# EDA

Before we can attempt to implement a model, we must perform exploratory data analysis. This will allow us to better understand the data that was given to us.  

In [None]:
# Import Necessary modules 
import pandas as pd
import numpy as np
from sklearn.model_selection import train_test_split
from sklearn.preprocessing import StandardScaler
from sklearn.decomposition import PCA
from sklearn.feature_selection import VarianceThreshold
from sklearn.feature_selection import SelectKBest
from sklearn.feature_selection import f_regression
import matplotlib.pyplot as plt
import seaborn as sns

In [None]:
# Import data
raw_data = pd.read_csv("../data/ucsbdata.csv")

In [None]:
# Initial observations 
raw_data.head(5)

In [None]:
# Number of Observations and missing values
print("Number of observations:", len(raw_data.Index))
print("Number of variables:", len(raw_data.columns))
print("Number of missing values:", np.count_nonzero(raw_data.isnull()))
print("Number of observations with missing values:", raw_data.isnull().any(axis=1).sum())

In [None]:
# Return df will all the missing values
raw_data[raw_data.isnull().any(axis=1)]

There are a significant amount of missing values in the dataset. The first year with complete observations is 2008. This would allow us to create a model after the crash of the 2008 recession. However, if we wanted to work with years prior to 2008, we need to further analyze the missing values in the dataset. 

## Post Market Crash

The most recent US recession occerd in 2008. September 29, 2008 was the day the stock market crashed. Since this infamous day, there have been no such significant drop or gains with the stocks. We will assume the stock will not crash during this time of the contest. Our first model will consist of data from September 29, 2008 to the end of 2018. This will roughly give us 10 years worth of data. 

In [None]:
# Create dataset after stock market crash
initial_start = '2008-08-30'
stock_data1 = raw_data.loc[raw_data.Index > initial_start]
stock_data1.head(10)

## Feature Selection

Our data is considered high dimension since it consists of 67 varaibles plus our target variable of prediction. In order for our model to run effectivly, we need to only select the varaibles that have the most influence in predicitng our desired variable.
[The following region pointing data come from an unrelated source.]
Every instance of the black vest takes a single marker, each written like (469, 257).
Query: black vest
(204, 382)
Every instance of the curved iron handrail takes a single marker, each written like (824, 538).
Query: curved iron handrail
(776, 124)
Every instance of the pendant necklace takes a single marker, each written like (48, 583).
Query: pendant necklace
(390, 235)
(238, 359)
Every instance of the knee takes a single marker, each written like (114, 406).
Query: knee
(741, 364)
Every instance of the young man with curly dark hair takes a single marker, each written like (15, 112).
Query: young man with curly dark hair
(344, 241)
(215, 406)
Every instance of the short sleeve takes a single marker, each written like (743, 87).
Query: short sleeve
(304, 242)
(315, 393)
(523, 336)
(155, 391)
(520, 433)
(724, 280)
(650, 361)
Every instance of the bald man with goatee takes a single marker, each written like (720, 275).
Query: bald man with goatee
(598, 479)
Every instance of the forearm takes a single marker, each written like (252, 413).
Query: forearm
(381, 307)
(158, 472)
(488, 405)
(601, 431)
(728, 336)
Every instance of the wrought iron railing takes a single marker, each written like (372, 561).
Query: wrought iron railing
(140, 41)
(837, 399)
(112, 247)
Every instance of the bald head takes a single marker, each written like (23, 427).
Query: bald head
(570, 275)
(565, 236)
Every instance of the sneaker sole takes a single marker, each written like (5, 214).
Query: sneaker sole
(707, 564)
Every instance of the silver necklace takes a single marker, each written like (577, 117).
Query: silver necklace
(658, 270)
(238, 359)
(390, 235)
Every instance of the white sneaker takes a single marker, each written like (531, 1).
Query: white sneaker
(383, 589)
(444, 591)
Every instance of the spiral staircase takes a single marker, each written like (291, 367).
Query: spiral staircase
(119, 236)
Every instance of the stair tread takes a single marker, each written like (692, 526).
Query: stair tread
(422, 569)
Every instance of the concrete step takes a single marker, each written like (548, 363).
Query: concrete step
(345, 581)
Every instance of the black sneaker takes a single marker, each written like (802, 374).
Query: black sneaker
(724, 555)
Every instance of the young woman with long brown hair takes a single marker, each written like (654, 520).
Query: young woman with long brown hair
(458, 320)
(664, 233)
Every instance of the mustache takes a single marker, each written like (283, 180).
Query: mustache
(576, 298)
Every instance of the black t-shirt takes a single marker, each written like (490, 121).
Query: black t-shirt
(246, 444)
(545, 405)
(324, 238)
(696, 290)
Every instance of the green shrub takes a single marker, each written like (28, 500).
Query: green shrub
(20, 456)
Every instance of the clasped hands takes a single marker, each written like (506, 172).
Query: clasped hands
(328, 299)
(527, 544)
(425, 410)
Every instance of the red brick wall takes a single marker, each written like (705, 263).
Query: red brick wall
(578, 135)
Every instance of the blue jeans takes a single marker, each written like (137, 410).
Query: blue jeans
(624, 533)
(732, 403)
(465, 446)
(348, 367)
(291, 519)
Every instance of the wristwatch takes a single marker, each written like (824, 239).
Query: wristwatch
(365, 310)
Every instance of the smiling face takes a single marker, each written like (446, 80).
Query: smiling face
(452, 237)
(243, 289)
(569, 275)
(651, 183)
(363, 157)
We will attempt various feature selection models to select the variable for our model


In [None]:
# Remove Data Dates and store dates
data_dates = stock_data1['Index']
data_dates.head(5)

In [None]:
# Remove data dates from our current complete dataset
no_dates = stock_data1.drop(columns=['Index'])
no_dates.head(5)

In [None]:
# The variable that we are interested in predicting
actual_returns = stock_data1['R']
actual_returns.head(5)

In [None]:
# The feature variables
feature_variables = stock_data1.drop(columns = ['Index', 'R'])
feature_variables.head(5)

### Pearsons Correlation 

In [None]:
# Number of varialbes that we want 
number_features = 8
fr = SelectKBest(score_func = f_regression, k = number_features)
pearsons_features = fr.fit_transform(feature_variables, actual_returns)
np.savetxt('../data/pearsons_features.txt', pearsons_features, fmt = '%f')

## PCA

Instead of finding specific individual features to use, we will use components. 

In [None]:
# Split data into training set and test set for PCA
train_data, test_data, train_lbl, test_lbl = train_test_split(feature_variables, 
                                                             actual_returns.values,
                                                             test_size = 0.2, 
                                                             random_state = 0)

In [None]:
# Initialize Class to apply standard transformation on data
scaler = StandardScaler()
# Fit ; Compute the mean and std to be used for later scaling
scaler.fit(train_data)
# Apply standard transformaiton to test and training data
transformed_train_data = scaler.transform(train_data)
transformed_test_data = scaler.transform(test_data)

In [None]:
# Initialize PCA class 
pca = PCA(svd_solver='full')
# Fit PCA to trainig set
pca.fit(transformed_train_data)
# Apply PCA to both training and test data
pca_train_data = pca.transform(transformed_train_data)
pca_test_data = pca.transform(transformed_test_data)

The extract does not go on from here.